Hershey Felder has carved out a very successful career in the United States and Europe as a composer, musician, and actor, primarily known for his one-man shows that embody some of the greatest composers including Chopin, Beethoven, Liszt, Leonard Bernstein, and the award-winning “George Gershwin Alone” for which he received a Los Angeles Ovation Award for Best Music and Best Actor. But alas, even the most feted must sometimes fail as did his last production, “Abe Lincoln’s Piano,” which just closed after a limited run at the Geffen Playhouse.
Based on the music of Stephen Foster, the play was akin to sitting through a rambling, boring lecture on the circumstances immediately following President Lincoln’s assassination by John Wilkes Booth at the Ford’s Theatre. In the first half hour or so, Hershey gives an autobiographical profile of the genesis of his piano playing which apparently began as a young child of eight in Montreal when, after experiencing someone playing the piano, demanded that his mother buy a piano and arrange for lessons. One cannot dispute the fact that Felder is a most accomplished pianist and that his relationship with the piano is definitely an extension of his body. But where was the story about Lincoln, I kept asking myself and do we really need to know about Felder’s childhood, which seemed rather self-indulgent.
Impatience finally unsatisfactorily paid off, as it was slowly revealed that following a performance at Ford’s Theatre in Washington, D.C., and his subsequently playing Lincoln’s piano at the White House, Felder became intrigued with the president’s assassination and specifically to a private accounting by Dr.
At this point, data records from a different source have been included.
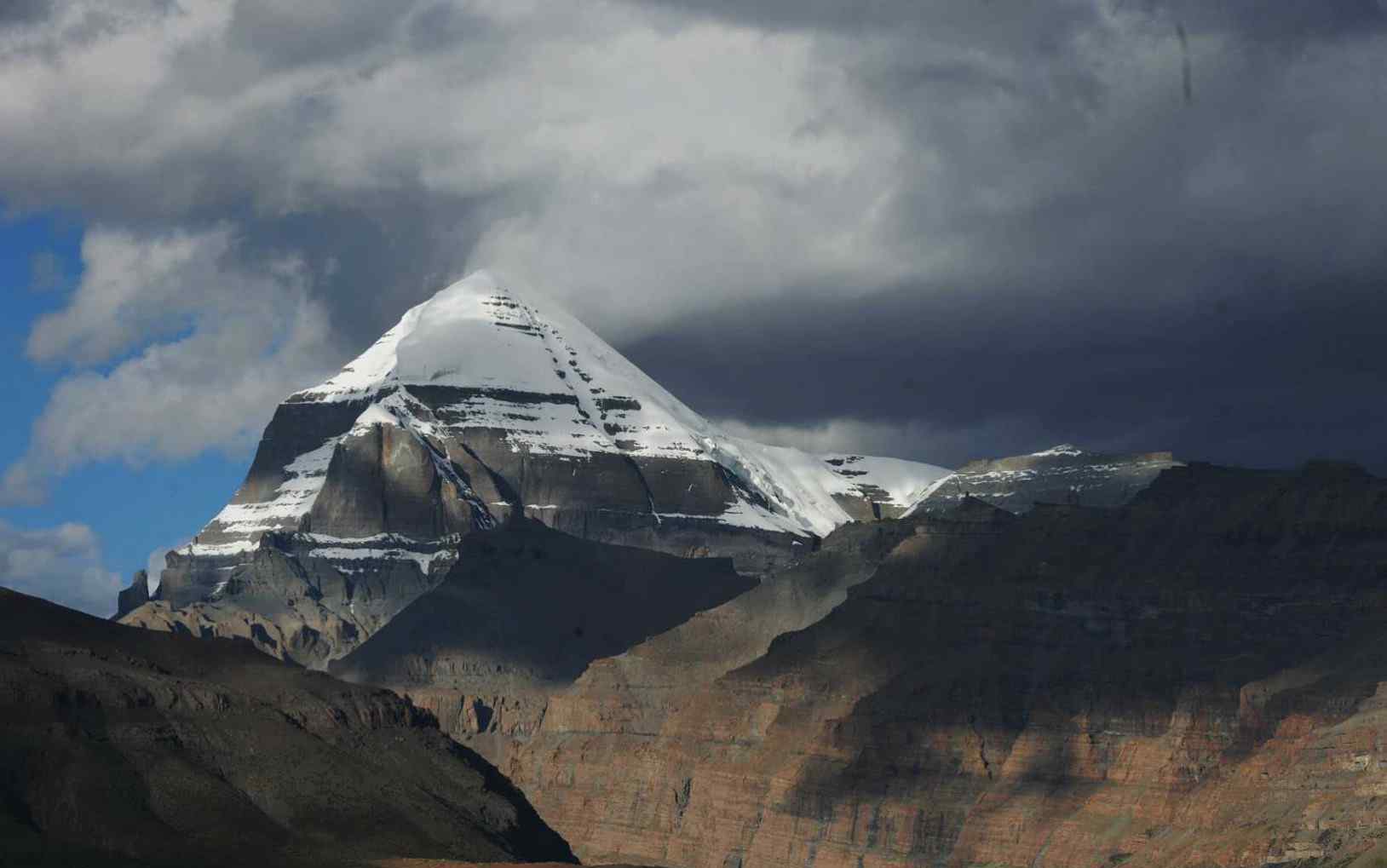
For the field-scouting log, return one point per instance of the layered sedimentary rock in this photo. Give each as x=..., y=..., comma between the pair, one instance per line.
x=1058, y=474
x=123, y=746
x=1190, y=680
x=476, y=408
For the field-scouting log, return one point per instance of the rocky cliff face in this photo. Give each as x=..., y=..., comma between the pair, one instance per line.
x=481, y=406
x=125, y=746
x=1190, y=680
x=1058, y=474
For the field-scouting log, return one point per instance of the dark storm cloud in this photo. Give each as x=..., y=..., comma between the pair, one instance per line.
x=1257, y=375
x=24, y=11
x=311, y=31
x=981, y=227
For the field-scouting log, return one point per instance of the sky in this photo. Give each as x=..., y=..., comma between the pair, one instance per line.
x=916, y=227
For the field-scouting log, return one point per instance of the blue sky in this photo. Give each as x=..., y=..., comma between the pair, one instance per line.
x=931, y=231
x=132, y=509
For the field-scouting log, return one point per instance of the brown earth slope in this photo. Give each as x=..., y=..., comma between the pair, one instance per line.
x=1193, y=680
x=128, y=746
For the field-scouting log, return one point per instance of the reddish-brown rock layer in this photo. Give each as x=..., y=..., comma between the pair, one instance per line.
x=1193, y=680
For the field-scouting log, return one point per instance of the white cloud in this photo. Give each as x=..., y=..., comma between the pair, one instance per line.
x=239, y=340
x=647, y=165
x=60, y=563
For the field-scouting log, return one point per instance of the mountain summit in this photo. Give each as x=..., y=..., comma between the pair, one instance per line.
x=481, y=405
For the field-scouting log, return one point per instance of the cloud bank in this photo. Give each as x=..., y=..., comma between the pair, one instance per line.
x=967, y=229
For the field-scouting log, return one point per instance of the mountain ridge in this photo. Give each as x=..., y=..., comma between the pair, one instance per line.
x=481, y=405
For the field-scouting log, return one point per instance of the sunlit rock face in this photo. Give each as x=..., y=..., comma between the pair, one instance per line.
x=1189, y=680
x=479, y=406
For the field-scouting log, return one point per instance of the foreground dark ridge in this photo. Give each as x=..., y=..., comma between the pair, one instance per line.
x=124, y=746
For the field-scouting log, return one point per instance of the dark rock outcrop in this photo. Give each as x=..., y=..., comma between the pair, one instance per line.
x=129, y=746
x=521, y=614
x=134, y=596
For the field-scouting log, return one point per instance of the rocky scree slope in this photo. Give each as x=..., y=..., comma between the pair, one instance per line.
x=129, y=746
x=1190, y=680
x=481, y=405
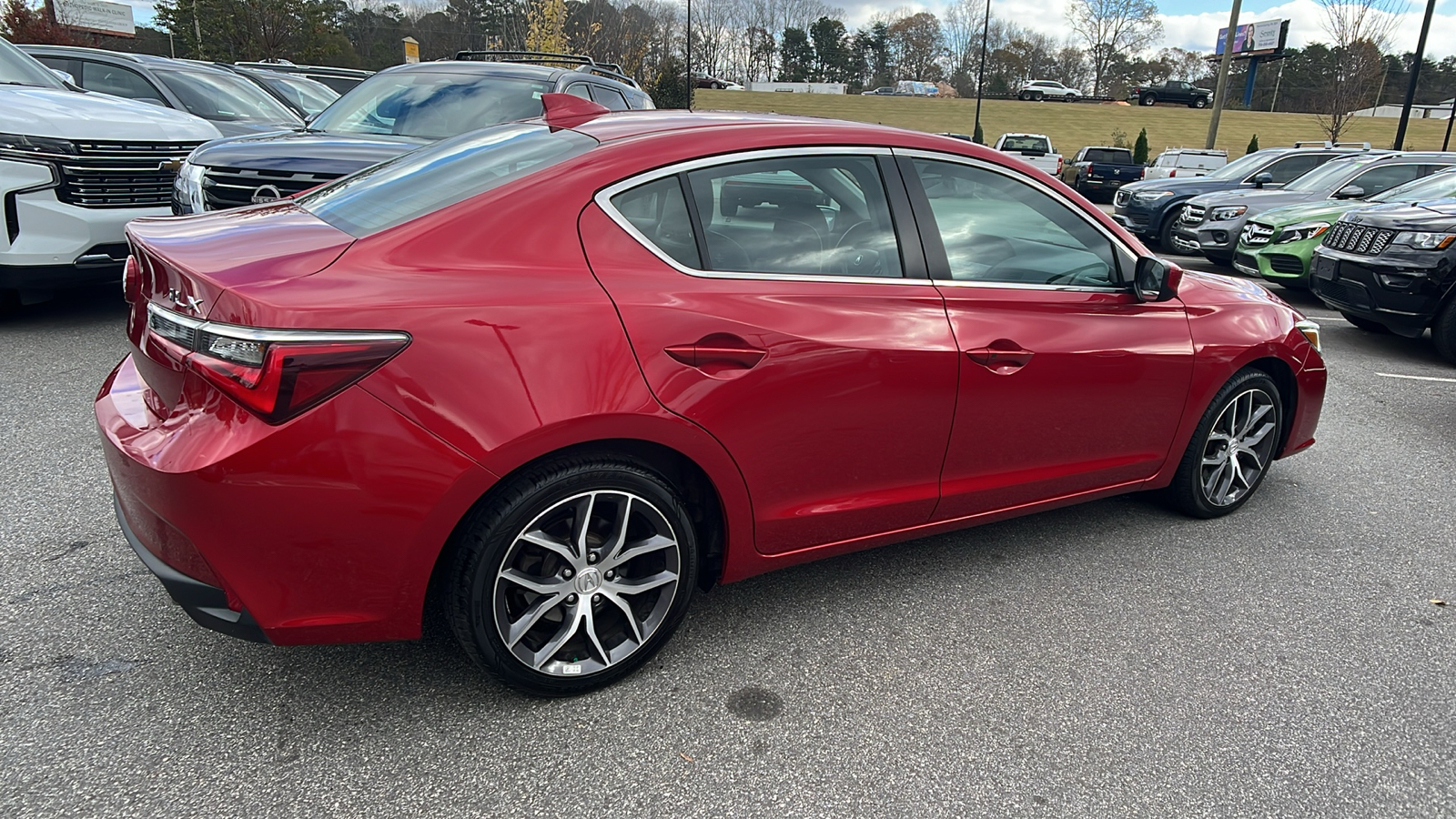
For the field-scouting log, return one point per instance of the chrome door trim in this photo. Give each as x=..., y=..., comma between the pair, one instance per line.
x=603, y=200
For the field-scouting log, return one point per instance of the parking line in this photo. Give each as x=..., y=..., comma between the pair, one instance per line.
x=1416, y=378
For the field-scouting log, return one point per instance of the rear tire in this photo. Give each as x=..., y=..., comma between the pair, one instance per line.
x=1366, y=324
x=1232, y=448
x=1443, y=331
x=572, y=577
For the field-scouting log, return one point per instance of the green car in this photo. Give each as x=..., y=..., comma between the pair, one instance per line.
x=1279, y=244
Charles Augustus Leale, a young Army surgeon who ministered to the mortally wounded Lincoln.
In 1909, at the age of 90, Leale finally broke his silence about his experience. Hershey, taking some theatrical license with Leale’s material, as the good doctor, cradles Lincoln’s head in his arms and breaks out in song, singing “My Old Kentucky Home.”
So, now we know the ensuing, rather disjointed narrative, punctuated with a sprinkling of famous American music compositions from great composers such as Steven Foster, Louie Gottschalk, and George Gershwin, the “lecture” will be presented through the eyes of the unsung Lt. Leale. At one point in Act 2, Felder did not miss an opportunity to bang out that evergreen, Gershwin’s “Rhapsody in Blue,” always guaranteed to garner an audience’s wild approval.
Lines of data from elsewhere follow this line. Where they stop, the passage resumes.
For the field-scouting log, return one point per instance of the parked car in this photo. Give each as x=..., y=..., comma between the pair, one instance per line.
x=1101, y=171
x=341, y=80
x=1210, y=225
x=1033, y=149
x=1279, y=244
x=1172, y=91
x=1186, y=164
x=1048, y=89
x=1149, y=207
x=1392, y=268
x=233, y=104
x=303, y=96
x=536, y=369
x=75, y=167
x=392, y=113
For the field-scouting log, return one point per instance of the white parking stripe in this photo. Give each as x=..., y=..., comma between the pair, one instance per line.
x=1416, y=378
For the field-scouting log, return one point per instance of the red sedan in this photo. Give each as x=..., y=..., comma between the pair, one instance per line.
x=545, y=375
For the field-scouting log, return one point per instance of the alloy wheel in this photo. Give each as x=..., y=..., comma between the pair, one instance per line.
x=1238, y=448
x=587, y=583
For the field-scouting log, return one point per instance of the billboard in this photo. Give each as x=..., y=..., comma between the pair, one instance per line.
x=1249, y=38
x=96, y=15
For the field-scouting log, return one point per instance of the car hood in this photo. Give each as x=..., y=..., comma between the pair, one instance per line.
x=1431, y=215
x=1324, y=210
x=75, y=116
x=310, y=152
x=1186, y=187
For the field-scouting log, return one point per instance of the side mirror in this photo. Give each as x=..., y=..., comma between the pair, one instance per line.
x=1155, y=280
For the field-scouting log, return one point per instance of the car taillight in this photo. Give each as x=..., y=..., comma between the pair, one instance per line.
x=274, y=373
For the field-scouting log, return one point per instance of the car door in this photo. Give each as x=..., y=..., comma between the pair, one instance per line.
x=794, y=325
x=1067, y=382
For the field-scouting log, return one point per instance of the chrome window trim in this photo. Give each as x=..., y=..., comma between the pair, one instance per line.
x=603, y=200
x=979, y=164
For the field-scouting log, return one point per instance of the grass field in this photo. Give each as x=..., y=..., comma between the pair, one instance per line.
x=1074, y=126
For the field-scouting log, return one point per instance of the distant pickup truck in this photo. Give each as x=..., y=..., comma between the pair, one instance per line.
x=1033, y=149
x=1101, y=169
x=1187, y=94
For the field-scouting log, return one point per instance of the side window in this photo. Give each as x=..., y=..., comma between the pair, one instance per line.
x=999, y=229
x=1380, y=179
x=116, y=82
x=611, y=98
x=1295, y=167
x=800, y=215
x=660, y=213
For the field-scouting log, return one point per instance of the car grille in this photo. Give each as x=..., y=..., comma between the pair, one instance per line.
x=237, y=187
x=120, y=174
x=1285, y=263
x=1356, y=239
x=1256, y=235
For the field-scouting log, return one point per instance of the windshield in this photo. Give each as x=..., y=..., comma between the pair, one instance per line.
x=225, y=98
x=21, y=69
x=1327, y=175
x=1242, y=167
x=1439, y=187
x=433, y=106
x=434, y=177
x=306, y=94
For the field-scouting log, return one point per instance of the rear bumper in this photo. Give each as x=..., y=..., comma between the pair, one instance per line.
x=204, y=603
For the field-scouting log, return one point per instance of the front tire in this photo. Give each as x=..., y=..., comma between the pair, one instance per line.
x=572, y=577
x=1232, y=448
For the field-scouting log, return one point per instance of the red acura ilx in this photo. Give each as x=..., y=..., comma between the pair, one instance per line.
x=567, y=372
The narrative was clumsy, as was Hershey’s acting, as he introduced a variety of characters, trying to change his tone, pitch, and inflection in his singing and speaking voices, but the alteration in the sound was barely perceptible and all of characters bled into each other resulting in almost all of them sounding the same. What was truly lacking were fully actualized characterizations with inner lives and subtext.
The credit or blame for this production must be equally shared by Felder, who wrote the book and certainly by the director Trevor Hay who failed to reign in and shape the disjointed narrative which should have been a cohesive journey through one of the most horrendous, murderous acts in American history. Hay also failed to elicit the kind of strong performance from Felder that he has exhibited in his previous one-man shows.
Technically, the Scenic Design by Hershey Felder and Trevor Hay beautifully reproduced the Ford’s Theatre proscenium stage, and was draped in a lush velvet curtain. Lighting Design by Christopher Rynne was fine but Erik Carstensen’s Sound Design occasionally overwhelmed Felder’s dialogue. Hershey Felder shared Music By credit with Stephen Foster & Others.
When a poor play gets a standing ovation, as a critic, it falls under the heading of “what??” So, despite it’s approval by the audience the night I attended, I must be a “spoiler” and declare that the emperor was, indeed, not wearing any clothes.